Le Conseil œcuménique des Églises — Peut-il faire l’unité du monde?
IL Y A EU un an au mois de juillet, près d’un millier de délégués ont envahi le campus de l’université de Colombie britannique à Vancouver, au Canada. Venus des quatre coins du monde, ils représentaient les plus de trois cents Églises membres, notamment protestantes, coptes et orthodoxes, qui regroupent aujourd’hui environ 400 millions de fidèles. Des représentants de l’Église catholique, de l’islam, du judaïsme et des Indiens d’Amérique du Nord, étaient aussi présents, bien qu’ils ne fassent pas partie du COE.

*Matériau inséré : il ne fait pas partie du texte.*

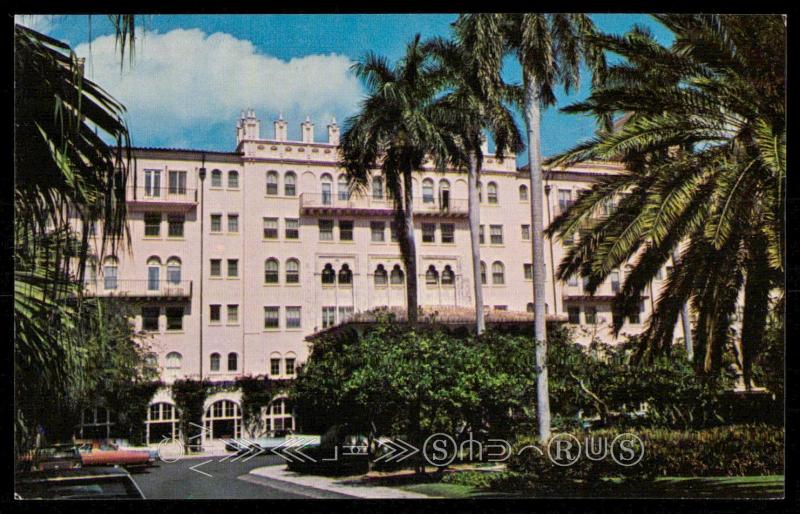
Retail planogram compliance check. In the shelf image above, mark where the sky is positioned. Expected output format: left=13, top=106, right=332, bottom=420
left=17, top=14, right=672, bottom=164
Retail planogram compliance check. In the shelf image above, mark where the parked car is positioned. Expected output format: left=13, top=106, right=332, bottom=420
left=14, top=467, right=144, bottom=500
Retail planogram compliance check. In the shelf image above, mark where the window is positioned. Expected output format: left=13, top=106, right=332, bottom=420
left=286, top=307, right=300, bottom=328
left=264, top=218, right=278, bottom=239
left=211, top=214, right=222, bottom=232
left=369, top=221, right=386, bottom=243
left=166, top=307, right=183, bottom=330
left=284, top=218, right=300, bottom=239
left=283, top=171, right=297, bottom=196
left=169, top=170, right=186, bottom=195
left=264, top=307, right=281, bottom=328
left=322, top=263, right=336, bottom=284
left=567, top=306, right=581, bottom=325
left=372, top=264, right=388, bottom=286
left=286, top=259, right=300, bottom=284
left=339, top=220, right=353, bottom=241
left=425, top=264, right=439, bottom=286
left=209, top=259, right=222, bottom=277
left=211, top=170, right=222, bottom=187
left=486, top=182, right=497, bottom=203
left=167, top=214, right=186, bottom=237
left=442, top=223, right=456, bottom=244
left=264, top=258, right=279, bottom=284
left=422, top=223, right=436, bottom=243
left=208, top=304, right=222, bottom=323
left=319, top=220, right=333, bottom=241
left=142, top=307, right=161, bottom=332
left=267, top=170, right=278, bottom=196
left=489, top=225, right=503, bottom=245
left=390, top=264, right=405, bottom=284
left=339, top=264, right=353, bottom=284
left=442, top=264, right=456, bottom=286
left=144, top=212, right=161, bottom=237
left=492, top=261, right=506, bottom=285
left=228, top=214, right=239, bottom=232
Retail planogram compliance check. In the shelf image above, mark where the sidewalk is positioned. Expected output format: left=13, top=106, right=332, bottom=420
left=250, top=464, right=435, bottom=499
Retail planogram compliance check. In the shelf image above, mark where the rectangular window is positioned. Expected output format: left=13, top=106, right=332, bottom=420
left=142, top=307, right=161, bottom=332
left=228, top=214, right=239, bottom=232
left=167, top=214, right=186, bottom=237
left=319, top=220, right=333, bottom=241
left=264, top=218, right=278, bottom=239
left=228, top=259, right=239, bottom=278
left=339, top=220, right=353, bottom=241
left=284, top=218, right=300, bottom=239
left=489, top=225, right=503, bottom=245
left=211, top=214, right=222, bottom=232
left=144, top=212, right=161, bottom=237
left=209, top=259, right=222, bottom=277
left=422, top=223, right=436, bottom=243
left=442, top=223, right=456, bottom=244
left=167, top=307, right=183, bottom=330
left=208, top=305, right=222, bottom=323
left=264, top=307, right=281, bottom=328
left=286, top=307, right=300, bottom=328
left=369, top=221, right=386, bottom=243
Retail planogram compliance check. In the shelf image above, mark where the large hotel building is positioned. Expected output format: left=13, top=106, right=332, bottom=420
left=78, top=111, right=683, bottom=443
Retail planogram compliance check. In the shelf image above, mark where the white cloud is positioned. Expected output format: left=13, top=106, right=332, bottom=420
left=75, top=29, right=361, bottom=149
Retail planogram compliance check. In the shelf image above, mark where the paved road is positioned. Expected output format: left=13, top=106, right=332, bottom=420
left=132, top=455, right=352, bottom=499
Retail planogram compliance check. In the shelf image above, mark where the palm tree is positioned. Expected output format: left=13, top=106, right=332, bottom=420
left=340, top=34, right=447, bottom=326
left=456, top=14, right=608, bottom=441
left=549, top=15, right=786, bottom=387
left=425, top=33, right=523, bottom=335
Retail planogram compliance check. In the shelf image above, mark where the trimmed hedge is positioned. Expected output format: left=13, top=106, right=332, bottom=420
left=508, top=425, right=784, bottom=481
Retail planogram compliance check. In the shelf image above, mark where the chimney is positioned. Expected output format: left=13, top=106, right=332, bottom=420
left=328, top=117, right=339, bottom=146
left=275, top=113, right=288, bottom=141
left=300, top=116, right=314, bottom=143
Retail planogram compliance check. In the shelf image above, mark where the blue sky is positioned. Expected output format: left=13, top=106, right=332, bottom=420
left=15, top=14, right=671, bottom=163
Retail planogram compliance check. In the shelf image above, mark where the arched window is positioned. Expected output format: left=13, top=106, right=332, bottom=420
left=147, top=256, right=161, bottom=291
left=422, top=178, right=433, bottom=203
left=492, top=261, right=506, bottom=285
left=373, top=264, right=388, bottom=286
left=425, top=264, right=439, bottom=285
left=372, top=177, right=383, bottom=200
left=264, top=257, right=279, bottom=284
left=167, top=257, right=181, bottom=284
left=228, top=170, right=239, bottom=189
left=322, top=263, right=336, bottom=284
left=286, top=259, right=300, bottom=284
left=267, top=170, right=278, bottom=196
left=339, top=264, right=353, bottom=284
left=103, top=255, right=119, bottom=289
left=486, top=182, right=497, bottom=203
left=442, top=264, right=456, bottom=286
left=390, top=264, right=405, bottom=284
left=283, top=171, right=297, bottom=196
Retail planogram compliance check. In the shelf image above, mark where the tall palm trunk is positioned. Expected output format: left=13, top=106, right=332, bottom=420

Pendant 18 jours, la foule colorée des délégués s’est trouvée réunie pour débattre d’une multitude de sujets, depuis le désarmement nucléaire jusqu’à la protection de l’enfance, pour préparer et réviser des déclarations communes, pour prononcer des discours ou les entendre, et, entre ces moments forts, pour regarder des pièces de théâtre et des spectacles de musique et de danses. Un thème solennel, “Jésus-Christ, vie du monde” était censé relier ces différentes manifestations.
On attendait beaucoup de cette réunion. Un éditorial paru dans un journal de Vancouver (Sun) souligna que l’assemblée se tenait à “une période cruciale de l’histoire des religions”. L’article expliquait ce qui suit: “À aucun moment les hommes n’ont disposé d’un tel pouvoir de destruction totale sur l’humanité, et jamais autant d’humains n’ont craint l’éventualité d’une telle destruction.” De toute évidence, on pensait que les Églises apporteraient leur aide pour prévenir pareille catastrophe. D’ailleurs, l’un des conférenciers du COE avait expliqué précédemment à des journalistes que “les principaux sujets de l’assemblée” porteraient sur “la question du désarmement nucléaire et sur la stratégie de l’Église pour conclure une paix mondiale”. — C’est nous qui soulignons.
Accords et désaccords
L’impuissance du COE à promouvoir la paix n’a pas tardé à se faire cruellement sentir. Les délégués se sont opposés pour déterminer sur quel pôle d’intérêt l’assemblée devait s’orienter. Le thème “Jésus-Christ, vie du monde” s’est évanoui dans l’ardeur des débats aux accents souvent amers. Pour les représentants des pays en voie de développement, toute l’attention de l’assemblée devait se porter, non sur le désarmement nucléaire, mais sur la question des droits de l’homme. C’est pourquoi les rédacteurs du texte de clôture de l’assemblée ont eu la difficile tâche de consacrer à ces deux questions une place d’égale importance.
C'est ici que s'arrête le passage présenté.